In the case of Atima Limited v. Ukraine,
The European Court of Human Rights (Fifth Section), sitting as a Chamber composed of:
Georges Ravarani, President,
Carlo Ranzoni,
Mārtiņš Mits,
María Elósegui,
Mattias Guyomar,
Kateřina Šimáčková,
Mykola Gnatovskyy, judges,
and Victor Soloveytchik, Section Registrar,
Having deliberated in private on 14 March 2023,
Delivers the following judgment, which was adopted on that date:
PROCEDURE
1. The case concerns the applicant company’s complaint under Article 1 of Protocol No. 1 to the Convention about interference with its property title to some shares in company K.
2. In a judgment delivered on 20 May 2021 (“the principal judgment”), the Court held that the domestic court decisions affecting the applicant company’s property title contained no legal grounds for interference with that title and thus rendered such interference unlawful within the meaning of Article 1 of Protocol No. 1 (see Atima Limited v. Ukraine, no. 56714/11, §§ 34 to 45, 20 May 2021).
3. Since the question of the application of Article 41 of the Convention was not ready for decision as regards pecuniary damage, the Court reserved it and invited the Government and the applicant company to submit, within three months from the date on which the judgment became final, their written observations on that issue, and, in particular, to notify the Court of any agreement they might reach (ibid., §§ 50 to 53, and point 4 of the operative provisions). The Court’s judgment was notified to the applicant company by post and was published in the Court’s HUDOC database on 20 May 2021, the date of its delivery.

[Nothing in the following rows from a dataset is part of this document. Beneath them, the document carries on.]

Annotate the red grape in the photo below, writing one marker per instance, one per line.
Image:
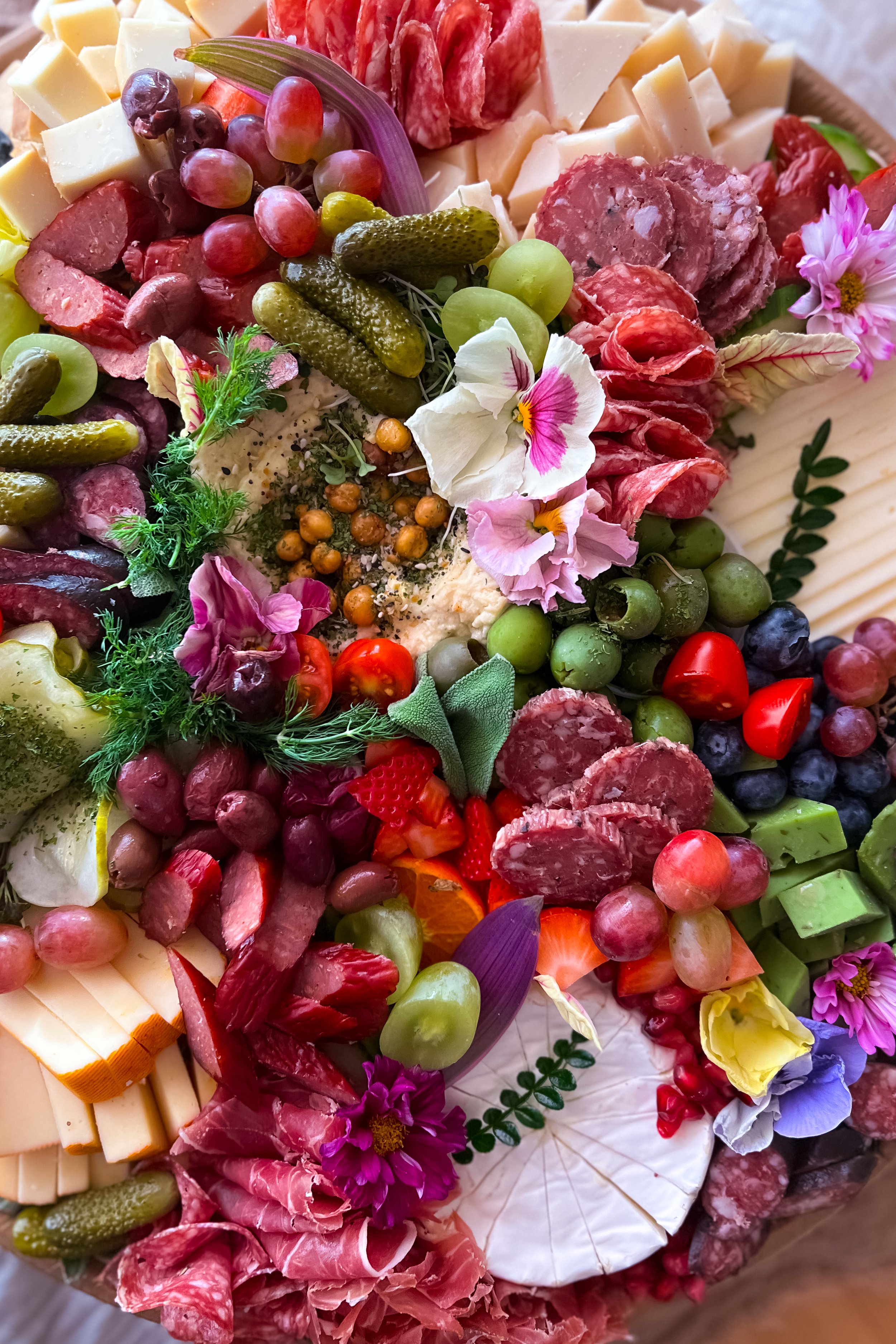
(80, 937)
(629, 923)
(233, 245)
(749, 873)
(855, 675)
(217, 178)
(293, 120)
(246, 138)
(692, 871)
(18, 962)
(848, 731)
(350, 170)
(285, 221)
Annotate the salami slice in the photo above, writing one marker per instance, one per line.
(661, 775)
(606, 210)
(555, 737)
(567, 857)
(731, 199)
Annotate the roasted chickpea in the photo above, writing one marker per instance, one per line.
(411, 542)
(316, 526)
(344, 498)
(291, 548)
(358, 605)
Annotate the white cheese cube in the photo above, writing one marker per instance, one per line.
(745, 140)
(131, 1125)
(500, 152)
(174, 1092)
(56, 86)
(85, 23)
(27, 193)
(676, 38)
(671, 111)
(578, 65)
(769, 82)
(228, 18)
(93, 150)
(711, 100)
(73, 1116)
(147, 45)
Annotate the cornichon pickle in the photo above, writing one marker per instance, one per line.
(445, 237)
(29, 385)
(27, 498)
(371, 312)
(327, 346)
(103, 1214)
(66, 445)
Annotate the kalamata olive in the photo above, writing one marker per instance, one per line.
(132, 855)
(308, 850)
(361, 886)
(218, 771)
(152, 792)
(151, 103)
(246, 819)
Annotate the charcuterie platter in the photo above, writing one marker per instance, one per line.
(449, 812)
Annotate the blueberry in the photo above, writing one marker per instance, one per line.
(720, 747)
(866, 773)
(813, 776)
(777, 638)
(759, 790)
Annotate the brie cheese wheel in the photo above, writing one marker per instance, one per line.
(597, 1190)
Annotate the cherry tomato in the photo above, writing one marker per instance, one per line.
(707, 678)
(374, 670)
(777, 715)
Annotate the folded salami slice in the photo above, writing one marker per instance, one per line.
(567, 857)
(555, 737)
(660, 775)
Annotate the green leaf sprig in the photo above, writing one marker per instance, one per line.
(790, 565)
(544, 1088)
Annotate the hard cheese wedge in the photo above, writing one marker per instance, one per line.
(598, 1181)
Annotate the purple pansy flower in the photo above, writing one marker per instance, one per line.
(397, 1148)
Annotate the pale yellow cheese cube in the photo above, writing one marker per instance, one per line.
(131, 1125)
(29, 195)
(56, 86)
(671, 111)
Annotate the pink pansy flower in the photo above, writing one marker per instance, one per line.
(501, 430)
(237, 618)
(537, 550)
(851, 269)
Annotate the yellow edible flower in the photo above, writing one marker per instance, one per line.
(750, 1034)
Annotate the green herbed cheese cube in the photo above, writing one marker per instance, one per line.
(784, 973)
(797, 830)
(832, 901)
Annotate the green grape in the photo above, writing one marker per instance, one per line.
(78, 380)
(472, 311)
(537, 273)
(391, 930)
(434, 1023)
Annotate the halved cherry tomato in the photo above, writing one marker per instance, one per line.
(374, 670)
(707, 678)
(777, 715)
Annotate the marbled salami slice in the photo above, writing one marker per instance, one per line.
(661, 775)
(606, 210)
(567, 857)
(555, 737)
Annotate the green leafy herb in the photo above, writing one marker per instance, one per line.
(544, 1088)
(790, 565)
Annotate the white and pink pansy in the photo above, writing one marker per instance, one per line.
(500, 430)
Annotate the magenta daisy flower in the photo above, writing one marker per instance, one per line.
(397, 1148)
(862, 988)
(851, 269)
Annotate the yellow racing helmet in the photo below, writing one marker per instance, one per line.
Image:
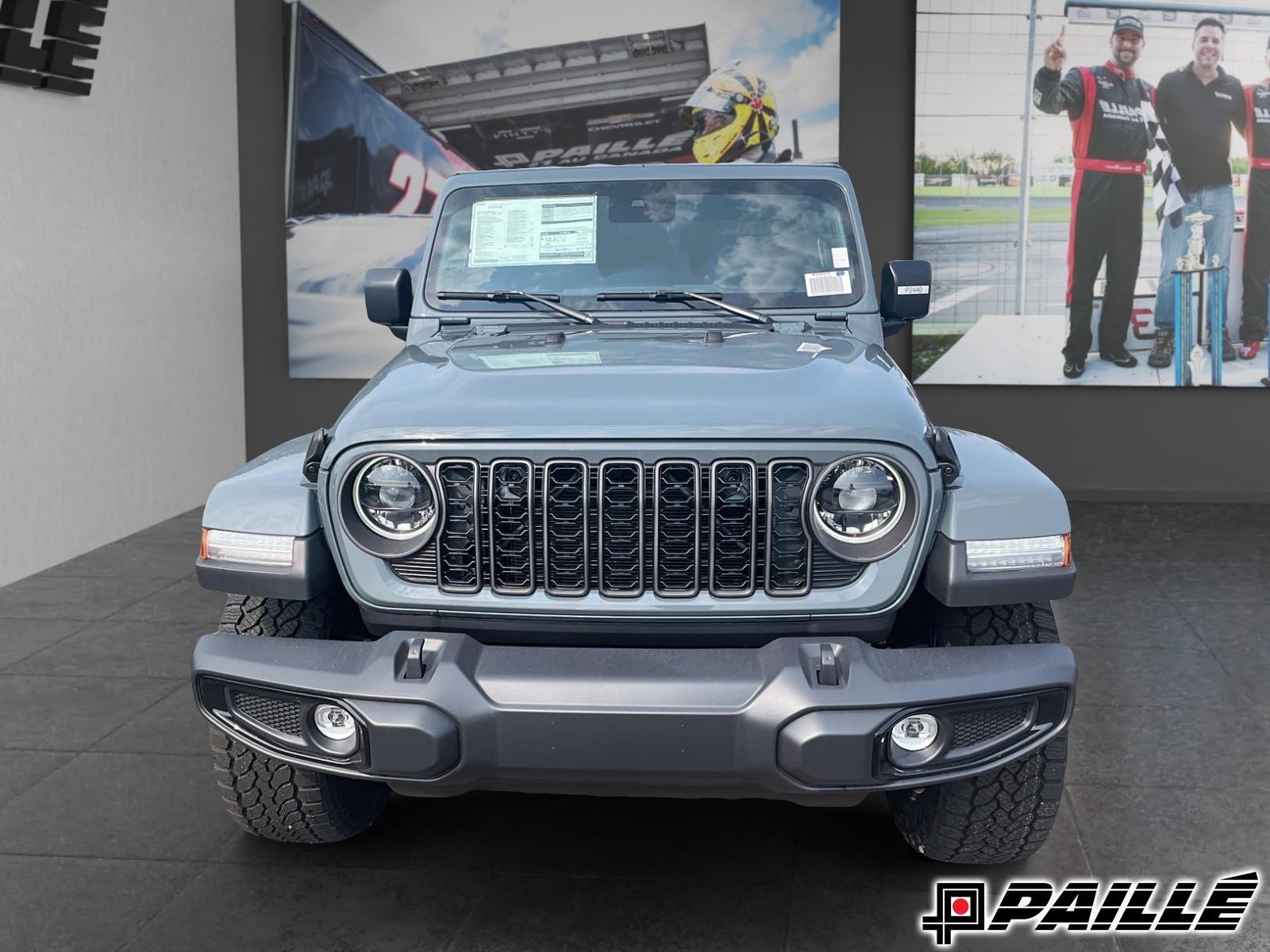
(730, 113)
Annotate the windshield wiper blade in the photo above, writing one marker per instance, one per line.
(710, 298)
(501, 296)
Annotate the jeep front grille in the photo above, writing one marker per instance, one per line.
(511, 527)
(677, 527)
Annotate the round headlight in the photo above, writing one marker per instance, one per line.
(859, 499)
(394, 497)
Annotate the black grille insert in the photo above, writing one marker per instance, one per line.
(275, 714)
(677, 528)
(657, 531)
(459, 543)
(733, 527)
(567, 495)
(789, 545)
(975, 727)
(511, 527)
(622, 528)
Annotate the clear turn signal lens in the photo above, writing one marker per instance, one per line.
(1009, 554)
(247, 547)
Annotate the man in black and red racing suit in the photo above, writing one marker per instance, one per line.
(1109, 145)
(1257, 222)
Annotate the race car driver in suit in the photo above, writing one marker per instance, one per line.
(1109, 145)
(1257, 225)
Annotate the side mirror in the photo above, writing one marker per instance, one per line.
(905, 294)
(389, 296)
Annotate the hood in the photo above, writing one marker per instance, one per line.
(635, 384)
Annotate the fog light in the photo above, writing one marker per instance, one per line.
(334, 721)
(914, 733)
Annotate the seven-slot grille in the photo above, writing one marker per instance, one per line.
(677, 527)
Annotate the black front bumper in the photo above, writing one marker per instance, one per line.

4. The judgment became final on 20 August 2021 and a letter confirming that fact and reminding about the three-month time limit for the submission of observations on just satisfaction was sent to the applicant company. The three-month time limit expired on 20 November 2021 but the applicant company did not submit any observations.
5. By a letter dated 13 December 2021, sent by registered post and also at the email address provided to the Court, the applicant company was notified that the period allowed for submission of its observations had expired on 20 November 2021 and that no extension of time had been requested. The applicant company’s attention was drawn to Article 37 § 1 (a) of the Convention, which provides that the Court may strike an application out of its list of cases where the circumstances lead to the conclusion that the applicant does not intend to pursue the application. According to the post tracking system the letter sent by registered post was scanned on 23 January 2022, but was then returned to the Registry as it was not possible to reach the applicant company’s lawyer. In the absence of any reply and owing to exceptional circumstances related to the war in Ukraine, by a letter of 27 September 2022 the applicant company’s representative was asked to send the applicant company’s observations through the Court’s Electronic Communications Service (eComms). No reply to the Registry’s letter was received, although both the letter and its annexes on the eComms system were downloaded by the applicant company’s lawyer in October 2022.
THE LAW
6. In the light of the foregoing, and in the absence of any special circumstances regarding respect for the rights guaranteed by the Convention and the Protocols thereto, the Court, in accordance with Article 37 § 1 (a) of the Convention, considers that it is no longer justified to continue the examination of the application.
7. Accordingly, the remainder of the application should be struck out of the list.
FOR THESE REASONS, THE COURT, UNANIMOUSLY,
Decides to strike the remainder of the application out of its list of cases.
Done in English, and notified in writing on 6 April 2023, pursuant to Rule 77 §§ 2 and 3 of the Rules of Court.